Today in Motorcycle History

Bert Hopwood

Herbert Bert Hopwood (born 1908) was a British motorcycle designer. He helped with some of the most influential designs for the British motorcycle industry and worked for Ariel, Norton, BSA and Triumph.

Bert left school at an early age to work for Ariel under designer Val Page. Following Jack Sangster's purchase of Triumph in 1936 he moved there under Edward Turner and was influential in the development of the Triumph Speed Twin, a design which became a landmark in the history of motorcycling.

His success led to an offer from rival manufacturer Norton in April 1947 where he designed the Norton Dominator engine. This came to a somewhat acrimonious end when the Technical Director refused to release the complete machine for production, despite Norton's financial situation. This was based on the allegation that the engine lacked power and the performance was below par as a result.[2] It was subsequently produced with no alterations to the engine, after Hopwood had left the company.

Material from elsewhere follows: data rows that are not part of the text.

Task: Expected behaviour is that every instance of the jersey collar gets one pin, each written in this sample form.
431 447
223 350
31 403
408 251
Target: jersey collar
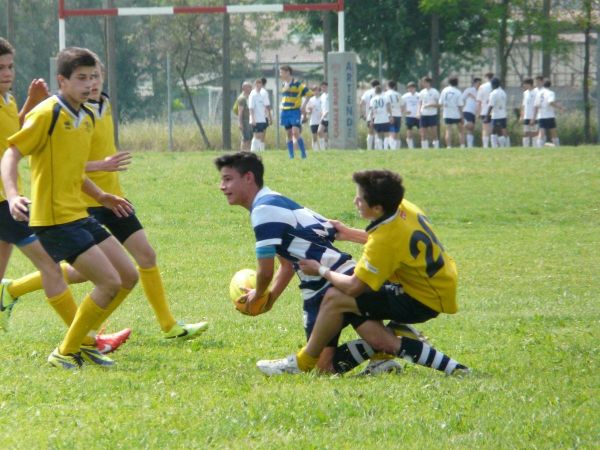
382 220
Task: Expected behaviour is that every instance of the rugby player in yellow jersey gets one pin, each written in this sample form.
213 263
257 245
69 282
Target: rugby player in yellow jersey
404 275
57 137
293 109
105 162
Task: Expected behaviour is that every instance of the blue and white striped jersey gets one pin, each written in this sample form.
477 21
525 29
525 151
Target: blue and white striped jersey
285 228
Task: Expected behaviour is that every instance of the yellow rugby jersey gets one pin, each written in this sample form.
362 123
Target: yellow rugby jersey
9 125
57 160
404 249
103 145
291 97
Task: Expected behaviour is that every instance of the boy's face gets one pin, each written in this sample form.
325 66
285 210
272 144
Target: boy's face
7 72
78 88
236 187
97 84
365 211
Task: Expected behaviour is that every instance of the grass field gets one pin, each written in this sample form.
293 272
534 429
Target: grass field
523 226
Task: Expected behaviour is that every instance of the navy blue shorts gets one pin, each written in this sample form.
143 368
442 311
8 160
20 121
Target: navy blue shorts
259 127
411 122
120 227
381 127
290 118
395 125
390 302
13 231
499 123
469 117
451 121
547 124
428 121
69 240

Hopwood handed in his notice to the Norton Board in December 1948 and joined BSA in May 1949. BSA purchased Triumph in 1951.

April 1955 found him at Norton once more, still with Gilbert Smith as MD, but now under the aegis of AMC at Woolwich. When Smith retired in 1958 he and the financial director at Bracebridge Street, Alec Skinner, were allowed to get on with taking this part of AMC forward with much improved results, together with Doug Hele as Chief Engineer. Sadly their efforts were to no avail, as the parent company was in a situation which absorbed all the modest profits made by Norton and Francis-Barnett, the only really profitable members.

Hopwood was recruited by Edward Turner in May 1961 to become his successor. This did not eventuate, but he did become Triumph Director and General Manager.

Well-known machines he designed include the Norton Dominator, BSA A10 and the BSA Rocket 3/Triumph Trident.

Sources: Graces Guide, Phil Hannam, et al.

25th July 2023
pnh at talktalk dot net

Dear British Motorcycles

I have spotted a couple of errors in the Bert Hopwood autobiography which I feel you need to be aware of.

If you read Hopwood's own book.....Whatever Happened To The British Motorcycle Industry?' the first point that I mention below will largely be substantiated.

1) In May 1948 he joined BSA, which in 1951 purchased Triumph. Hopwood handed in his notice to the Norton Board in December 1948 and did not join BSA until May 1949.

2) It (The Dominator Engine) was subsequently produced with no alterations to the engine, after Hopwood had left the company. There were serious problems with Hopwood's design that included issues with both the casting and machining of the cylinder head. It lacked power and quickly over-heated when run at speed. This, in turn, causing carburettor and hot engine starting problems. The inlet tracts of the original Hopwood cylinder head had to be completely redesigned. As Hopwood had left Bracebridge the redesign work was carried out by Jack Moore who had shared a small drawing office with Hopwood for the previous 18 months.

In 1945, Jack Moore had been asked to design an engine to compete with the Triumph 500 post-war. He eventually came up with two prototype engines. One being a shaft-driven engine mounted in a modified Norton 16H frame. His second design was more conventional with a chain driven rear wheel. This engine was destined to go into production during 1948 mounted in a modified ES2 frame. However, Hopwood arrived in 1947 and decided that Moore's engine was too complex to produce economically, leaked oil and also looked too similar to the Triumph twin. It also having it twin camshafts with front and rear pushrod tubes, gear driven timing wheels and detachable rocker boxes. Apart from the cylinder head, Hopwood's design was easier and cheaper to manufacture and almost oil tight.

However, the Moore design was not wasted as modified variations of his crankshaft, conrods, pistons, timing cover and oil pump were incorporated in the Model 7 engine. Other features of the Moore design were also later used in the Jubilee and Navigator engines over a decade later.

Trust the above makes sense. Please feel free to get back to me if you need to ask questions. Details of the Jack Moore prototypes can be found through various search engines.